Di Marco Loprete
Critico d’arte e filosofo, Gillo Dorfles può essere considerato a pieno titolo una delle personalità più importanti della cultura europea. Ordinario d’estetica presso le Università di Trieste e Milano e visiting professor presso alcuni atenei americani, Dorfles, oltre che fondatore assieme ad altri, nel ’48, del MAC (Maovimento per l’Arte Concreta), è stato anche autore di saggi di capitale importanza per lo sviluppo dell’estetica italiana del dopoguerra. ‘Il Discorso tecnico delle arti’ (1952), ‘Il divenire delle arti’ (1959), ‘Nuovi riti, nuovi miti’ (1965) e, soprattutto, ‘Il Kitsch. Antologia del cattivo gusto’ (1967) – la sua opera più famosa, tradotta in ben sette lingue europee – sono altrettanti capisaldi della ricerca filosofica moderna, lavori caratterizzati da una notevole dose di acutezza e di originalità.
‘Horror pleni’, ultimo (per ora) tassello della produzione dorflesiana, è una raccolta di articoli pubblicati sul Corriere della Sera, relazioni seminariali, atti di convegni e contributi apparsi su riviste scientifiche, rielaborati per l’occasione dall’autore, con l’aggiunta di un breve cappello introduttivo ad ogni capitolo. Scopo dell’opera è quello di indagare alcuni fenomeni sociali, culturali ed artistici caratteristici della nostra epoca, contrassegnata da quello che Dorfles chiama l’horror pleni. Qual è, dunque, il significato di questa espressione?

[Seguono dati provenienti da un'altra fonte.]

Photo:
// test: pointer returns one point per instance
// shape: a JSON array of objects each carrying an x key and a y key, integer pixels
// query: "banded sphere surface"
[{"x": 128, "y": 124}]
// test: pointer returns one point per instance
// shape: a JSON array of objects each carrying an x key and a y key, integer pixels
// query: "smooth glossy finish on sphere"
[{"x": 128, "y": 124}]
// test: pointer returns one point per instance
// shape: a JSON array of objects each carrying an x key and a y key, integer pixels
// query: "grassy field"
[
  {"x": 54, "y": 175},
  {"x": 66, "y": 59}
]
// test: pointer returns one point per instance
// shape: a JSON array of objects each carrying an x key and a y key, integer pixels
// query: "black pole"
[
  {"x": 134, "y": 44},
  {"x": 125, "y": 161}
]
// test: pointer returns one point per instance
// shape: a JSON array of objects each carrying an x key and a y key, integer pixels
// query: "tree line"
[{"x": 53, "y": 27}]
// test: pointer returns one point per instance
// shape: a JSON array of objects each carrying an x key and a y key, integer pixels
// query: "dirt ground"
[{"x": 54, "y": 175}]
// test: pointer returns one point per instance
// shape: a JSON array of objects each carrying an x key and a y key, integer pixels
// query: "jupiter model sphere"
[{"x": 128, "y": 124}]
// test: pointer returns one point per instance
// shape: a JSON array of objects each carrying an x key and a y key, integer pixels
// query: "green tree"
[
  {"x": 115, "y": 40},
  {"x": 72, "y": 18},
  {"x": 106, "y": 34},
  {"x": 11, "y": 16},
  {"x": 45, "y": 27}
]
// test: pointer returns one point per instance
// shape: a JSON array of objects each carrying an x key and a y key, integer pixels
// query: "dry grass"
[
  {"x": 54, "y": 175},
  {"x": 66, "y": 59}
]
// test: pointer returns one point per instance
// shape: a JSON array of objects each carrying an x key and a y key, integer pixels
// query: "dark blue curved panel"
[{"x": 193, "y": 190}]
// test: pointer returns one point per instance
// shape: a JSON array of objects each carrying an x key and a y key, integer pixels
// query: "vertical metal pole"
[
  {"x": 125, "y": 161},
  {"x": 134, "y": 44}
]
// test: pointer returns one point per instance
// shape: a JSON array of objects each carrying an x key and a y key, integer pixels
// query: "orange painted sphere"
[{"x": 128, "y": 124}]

Se con horror vacui si indica, tipicamente, il “terrore del vuoto” proprio dell’uomo primitivo, costretto a vivere in “un mondo ancora vuoto di senso e di segni”, con horror pleni, al contrario, lo studioso indica lo sgomento derivante, in epoca moderna, dal sovraccarico di segni e i comunicazioni (dall’onnipresenza della televisione e dei computer ai cartelloni pubblicitari che dominano le città, senza dimenticare i graffiti che occupano le zone più disparate dei nostri centri urbani) – sovraccarico che, paradossalmente, finisce per tradursi in una comunicazione sempre più superficiale e frammentata, dominata dal “rumore”, inteso in senso sia visivo che uditivo, ovvero dalla confusione del messaggio.
Nel suo saggio, Dorfles sviscera con precisione e lucidità le caratteristiche e le conseguenze di questo horror pleni quotidiano. Gli argomenti affrontati riguardano le trasformazioni ed i mutamenti delle modalità comunicative, il giudizio morale, il tema della consapevolezza di sé, la critica delle arti e l’avvento del digitale, della realtà virtuale e della manipolazione genomica.
Ne vien fuori l’immagine del mondo dominato da una comunicazione aberrante, privo di senso del pudore persino dinanzi alla morte, in cui l’uomo subisce passivamente un quotidiano “furto dell’immaginario” a causa delle continue sollecitazioni cui è sottoposto dai media di massa e nel quale il confine tra reale e virtuale e naturale ed artificiale è destinato ad assottigliarsi sempre di più.
Non un libro per tutti (data la complessità dei temi trattati, che spaziano dalla psicologia all’antropologia, passando per la sociologia, la filosofia, l’estetica e la critica letteraria), ma comunque un libro prezioso, che getta uno sguardo penetrate ed insieme preoccupato sul nostro presente, preannunciando un futuro tutt’altro che rassicurante.